Postings oder sonstige Beiträge im Internet enthalten oft Beleidigungen oder Behauptungen, die eine üble Nachrede darstellen können. Beide Straftatbestände (Beleidigung und üble Nachrede) sind Privatanklagedelikte. Die betroffene Person (Opfer) muss sich um die Strafverfolgung selbst kümmern und eine Privatanklage einbringen. Eine amtswegige Verfolgung samt allfällig notwendiger Ausforschung des Tatverdächtigen durch die Staatsanwaltschaft findet bei diesen Privatanklagedelikten nicht statt. Die Einbringung einer Privatanklage setzt aber die Kenntnis des Namens des Verfassers beziehungsweise Verbreiters des Postings oder des sonstigen rechtswidrigen Beitrags im Internet voraus, sodass bei anonymen Postings und Beiträgen die strafrechtliche Verfolgung durch eine Privatanklage für das Opfer mangels Kenntnis des Klarnamens keine Option war.
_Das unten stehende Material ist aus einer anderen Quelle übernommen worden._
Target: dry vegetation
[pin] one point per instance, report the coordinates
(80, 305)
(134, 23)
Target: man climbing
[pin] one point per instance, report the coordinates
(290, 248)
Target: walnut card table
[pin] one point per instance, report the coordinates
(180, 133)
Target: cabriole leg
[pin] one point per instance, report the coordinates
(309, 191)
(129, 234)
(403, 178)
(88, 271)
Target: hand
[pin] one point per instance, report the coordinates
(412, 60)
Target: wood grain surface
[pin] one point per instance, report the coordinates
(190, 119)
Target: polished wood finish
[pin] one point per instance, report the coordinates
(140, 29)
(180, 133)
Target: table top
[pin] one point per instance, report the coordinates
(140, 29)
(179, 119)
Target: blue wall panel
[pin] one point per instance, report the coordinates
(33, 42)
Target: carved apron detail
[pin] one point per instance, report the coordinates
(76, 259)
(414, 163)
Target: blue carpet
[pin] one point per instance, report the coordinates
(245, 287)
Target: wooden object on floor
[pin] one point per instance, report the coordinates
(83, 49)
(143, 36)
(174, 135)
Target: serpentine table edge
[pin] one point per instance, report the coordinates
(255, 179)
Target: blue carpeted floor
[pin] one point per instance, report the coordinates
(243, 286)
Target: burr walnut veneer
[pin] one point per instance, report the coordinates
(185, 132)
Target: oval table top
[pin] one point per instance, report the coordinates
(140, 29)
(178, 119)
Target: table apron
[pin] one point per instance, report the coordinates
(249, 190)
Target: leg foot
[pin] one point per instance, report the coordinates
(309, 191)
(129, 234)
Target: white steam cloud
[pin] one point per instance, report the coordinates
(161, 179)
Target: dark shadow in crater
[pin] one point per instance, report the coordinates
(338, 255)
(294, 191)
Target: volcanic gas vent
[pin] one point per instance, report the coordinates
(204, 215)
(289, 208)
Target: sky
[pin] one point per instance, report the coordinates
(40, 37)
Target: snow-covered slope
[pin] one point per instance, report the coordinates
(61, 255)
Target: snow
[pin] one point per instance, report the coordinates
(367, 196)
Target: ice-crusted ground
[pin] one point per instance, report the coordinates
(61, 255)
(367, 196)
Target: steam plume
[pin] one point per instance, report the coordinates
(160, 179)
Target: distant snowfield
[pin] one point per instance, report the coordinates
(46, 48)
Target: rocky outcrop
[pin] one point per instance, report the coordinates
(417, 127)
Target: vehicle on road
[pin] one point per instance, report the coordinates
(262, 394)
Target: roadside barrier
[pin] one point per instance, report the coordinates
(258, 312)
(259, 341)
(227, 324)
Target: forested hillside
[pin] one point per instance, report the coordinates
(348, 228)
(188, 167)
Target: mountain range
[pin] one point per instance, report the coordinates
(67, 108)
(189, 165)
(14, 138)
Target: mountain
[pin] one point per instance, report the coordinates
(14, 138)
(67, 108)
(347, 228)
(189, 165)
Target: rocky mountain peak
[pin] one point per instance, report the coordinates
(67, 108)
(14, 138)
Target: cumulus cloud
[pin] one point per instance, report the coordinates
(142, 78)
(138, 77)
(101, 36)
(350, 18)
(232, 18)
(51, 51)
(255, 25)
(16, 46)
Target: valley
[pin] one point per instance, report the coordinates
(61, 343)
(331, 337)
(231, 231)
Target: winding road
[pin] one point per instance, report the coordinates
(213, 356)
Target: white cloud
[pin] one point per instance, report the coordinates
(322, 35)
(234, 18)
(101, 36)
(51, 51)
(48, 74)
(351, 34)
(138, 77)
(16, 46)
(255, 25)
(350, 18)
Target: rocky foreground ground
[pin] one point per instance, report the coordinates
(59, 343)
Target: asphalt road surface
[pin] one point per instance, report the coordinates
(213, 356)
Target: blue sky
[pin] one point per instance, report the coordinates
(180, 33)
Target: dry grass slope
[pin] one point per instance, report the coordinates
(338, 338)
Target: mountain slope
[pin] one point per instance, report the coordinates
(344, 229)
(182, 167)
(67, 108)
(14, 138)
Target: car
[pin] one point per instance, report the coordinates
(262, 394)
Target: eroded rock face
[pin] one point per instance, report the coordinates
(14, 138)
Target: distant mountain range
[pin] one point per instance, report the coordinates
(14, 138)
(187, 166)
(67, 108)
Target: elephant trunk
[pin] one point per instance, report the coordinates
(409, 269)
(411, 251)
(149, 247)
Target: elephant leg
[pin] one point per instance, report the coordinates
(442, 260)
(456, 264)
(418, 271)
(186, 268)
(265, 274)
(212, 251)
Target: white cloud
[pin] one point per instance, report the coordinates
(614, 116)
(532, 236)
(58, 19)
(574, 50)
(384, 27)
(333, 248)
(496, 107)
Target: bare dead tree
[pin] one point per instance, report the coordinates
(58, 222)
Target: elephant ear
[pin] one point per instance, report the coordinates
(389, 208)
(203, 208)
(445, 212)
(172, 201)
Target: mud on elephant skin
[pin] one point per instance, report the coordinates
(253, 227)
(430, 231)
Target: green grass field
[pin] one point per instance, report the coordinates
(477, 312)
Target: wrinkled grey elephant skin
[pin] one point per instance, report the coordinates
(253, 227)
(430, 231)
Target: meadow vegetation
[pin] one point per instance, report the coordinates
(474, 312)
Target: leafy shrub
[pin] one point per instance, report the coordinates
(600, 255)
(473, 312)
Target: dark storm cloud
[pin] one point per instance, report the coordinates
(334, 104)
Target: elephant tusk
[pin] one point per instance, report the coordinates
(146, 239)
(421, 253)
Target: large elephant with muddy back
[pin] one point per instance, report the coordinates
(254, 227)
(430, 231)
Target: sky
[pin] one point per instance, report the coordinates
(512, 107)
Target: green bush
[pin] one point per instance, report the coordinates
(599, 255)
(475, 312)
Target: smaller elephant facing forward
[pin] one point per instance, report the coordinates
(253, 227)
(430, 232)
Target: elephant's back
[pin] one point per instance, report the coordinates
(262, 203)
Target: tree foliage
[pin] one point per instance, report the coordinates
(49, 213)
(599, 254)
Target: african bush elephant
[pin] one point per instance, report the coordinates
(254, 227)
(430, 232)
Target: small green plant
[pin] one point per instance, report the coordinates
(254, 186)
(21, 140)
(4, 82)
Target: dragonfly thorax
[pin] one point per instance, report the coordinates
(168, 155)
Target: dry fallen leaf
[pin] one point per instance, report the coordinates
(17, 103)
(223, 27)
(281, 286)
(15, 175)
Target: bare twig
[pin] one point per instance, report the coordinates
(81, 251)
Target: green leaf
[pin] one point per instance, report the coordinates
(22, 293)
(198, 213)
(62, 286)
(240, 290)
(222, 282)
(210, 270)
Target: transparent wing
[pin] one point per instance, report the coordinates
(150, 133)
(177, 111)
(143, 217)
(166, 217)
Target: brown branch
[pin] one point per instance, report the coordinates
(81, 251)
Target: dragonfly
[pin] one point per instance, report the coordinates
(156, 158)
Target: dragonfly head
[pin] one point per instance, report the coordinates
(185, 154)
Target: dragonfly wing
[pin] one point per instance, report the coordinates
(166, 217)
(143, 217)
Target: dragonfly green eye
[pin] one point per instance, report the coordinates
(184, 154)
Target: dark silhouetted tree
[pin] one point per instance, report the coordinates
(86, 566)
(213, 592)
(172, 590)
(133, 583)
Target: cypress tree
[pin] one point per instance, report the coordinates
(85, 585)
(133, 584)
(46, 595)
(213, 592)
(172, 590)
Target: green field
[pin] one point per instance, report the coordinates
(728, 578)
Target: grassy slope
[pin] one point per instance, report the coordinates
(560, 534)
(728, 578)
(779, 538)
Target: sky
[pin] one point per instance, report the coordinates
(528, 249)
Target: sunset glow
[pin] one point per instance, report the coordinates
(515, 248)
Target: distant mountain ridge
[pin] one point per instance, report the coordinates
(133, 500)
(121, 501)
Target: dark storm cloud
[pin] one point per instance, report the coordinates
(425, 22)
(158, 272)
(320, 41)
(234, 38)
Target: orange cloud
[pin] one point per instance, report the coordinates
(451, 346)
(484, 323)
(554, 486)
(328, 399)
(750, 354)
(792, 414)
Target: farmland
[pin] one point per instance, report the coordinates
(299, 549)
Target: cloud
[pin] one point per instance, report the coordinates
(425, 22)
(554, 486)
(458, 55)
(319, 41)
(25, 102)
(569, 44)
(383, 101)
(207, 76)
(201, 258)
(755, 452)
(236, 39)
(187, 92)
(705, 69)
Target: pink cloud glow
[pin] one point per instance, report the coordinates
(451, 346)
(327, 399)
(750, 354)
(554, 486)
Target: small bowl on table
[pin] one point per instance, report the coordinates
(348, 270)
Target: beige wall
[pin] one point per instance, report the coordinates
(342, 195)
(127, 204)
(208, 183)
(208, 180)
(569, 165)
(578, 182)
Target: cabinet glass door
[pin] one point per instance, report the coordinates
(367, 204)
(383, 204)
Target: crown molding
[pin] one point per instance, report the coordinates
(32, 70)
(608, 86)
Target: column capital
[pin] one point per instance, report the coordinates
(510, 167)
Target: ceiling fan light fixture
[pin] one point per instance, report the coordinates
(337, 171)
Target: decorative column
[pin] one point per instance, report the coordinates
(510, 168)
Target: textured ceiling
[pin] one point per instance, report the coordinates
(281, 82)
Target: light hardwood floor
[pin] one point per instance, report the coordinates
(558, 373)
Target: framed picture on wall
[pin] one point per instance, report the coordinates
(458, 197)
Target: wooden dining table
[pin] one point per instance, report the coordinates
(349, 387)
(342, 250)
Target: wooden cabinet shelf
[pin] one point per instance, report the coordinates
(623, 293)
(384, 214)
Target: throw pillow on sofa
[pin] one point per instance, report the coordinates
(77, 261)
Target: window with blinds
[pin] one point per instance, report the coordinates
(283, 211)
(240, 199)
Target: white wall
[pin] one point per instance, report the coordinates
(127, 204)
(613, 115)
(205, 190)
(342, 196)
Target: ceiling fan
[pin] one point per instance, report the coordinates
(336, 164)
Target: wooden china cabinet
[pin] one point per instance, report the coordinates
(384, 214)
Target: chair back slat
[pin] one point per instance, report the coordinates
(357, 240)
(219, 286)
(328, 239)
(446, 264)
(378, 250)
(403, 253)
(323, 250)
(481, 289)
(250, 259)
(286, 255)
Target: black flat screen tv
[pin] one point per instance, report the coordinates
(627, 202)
Eine durch das Hass-im-Netz-Bekämpfungs- Gesetz (HiNBG) in der Strafprozessordnung (StPO) eingeführte Änderung ermöglicht nun bei Verdacht der Begehung einer Beleidigung, übler Nachrede oder beim Delikt des Vorwurfs einer schon abgetanen gerichtlich strafbaren Handlung im Wege einer Telekommunikation oder unter Verwendung eines Computersystems die Stellung eines Antrags beim zuständigen Strafgerichts zur Ausforschung des Tatverdächtigen. Die Möglichkeit dieser Antragstellung zur Ausforschung besteht somit insbesondere bei Telefonanrufen (auch Internettelefonie), SMS, Faxe und E-Mails, Postings und Beiträgen auf Internetplattformen und in sozialen Netzwerken. Diese Möglichkeit, die Ausforschung beim Strafgericht zu beantragen, gibt es nur bei diesen drei Straftaten (Beleidigung, üble Nachrede und Vorwurf einer schon abgetanen gerichtlich strafbaren Handlung), nicht aber bei anderen Privatanklagedelikten, wie zum Beispiel Kreditschädigung. Auch bei der Tatbegehung in anderer Form als durch Nutzung von Telekommunikationsmitteln oder Computern scheidet diese Möglichkeit der Ausforschung aus.

Der Antrag ist auf Erteilung der Auskunft über Stamm- und Zugangsdaten durch den jeweiligen Kommunikationsdiensteanbieter gerichtet. Wenn dem Antrag stattgegeben wird, holt das Gericht aufgrund eines zuvor gefassten Beschlusses diese Daten ein und werden diese nach Rechtskraft des Beschlusses dem Opfer übermittelt. Mit den dadurch erlangten Daten (Name und Adresse) wird das Opfer in die Lage versetzt, eine Privatanklage gegen den Beschuldigten einzubringen. Durch diese Möglichkeit der Ausforschung wird Opfern von Hass im Netz die Rechtsdurchsetzung erleichtert.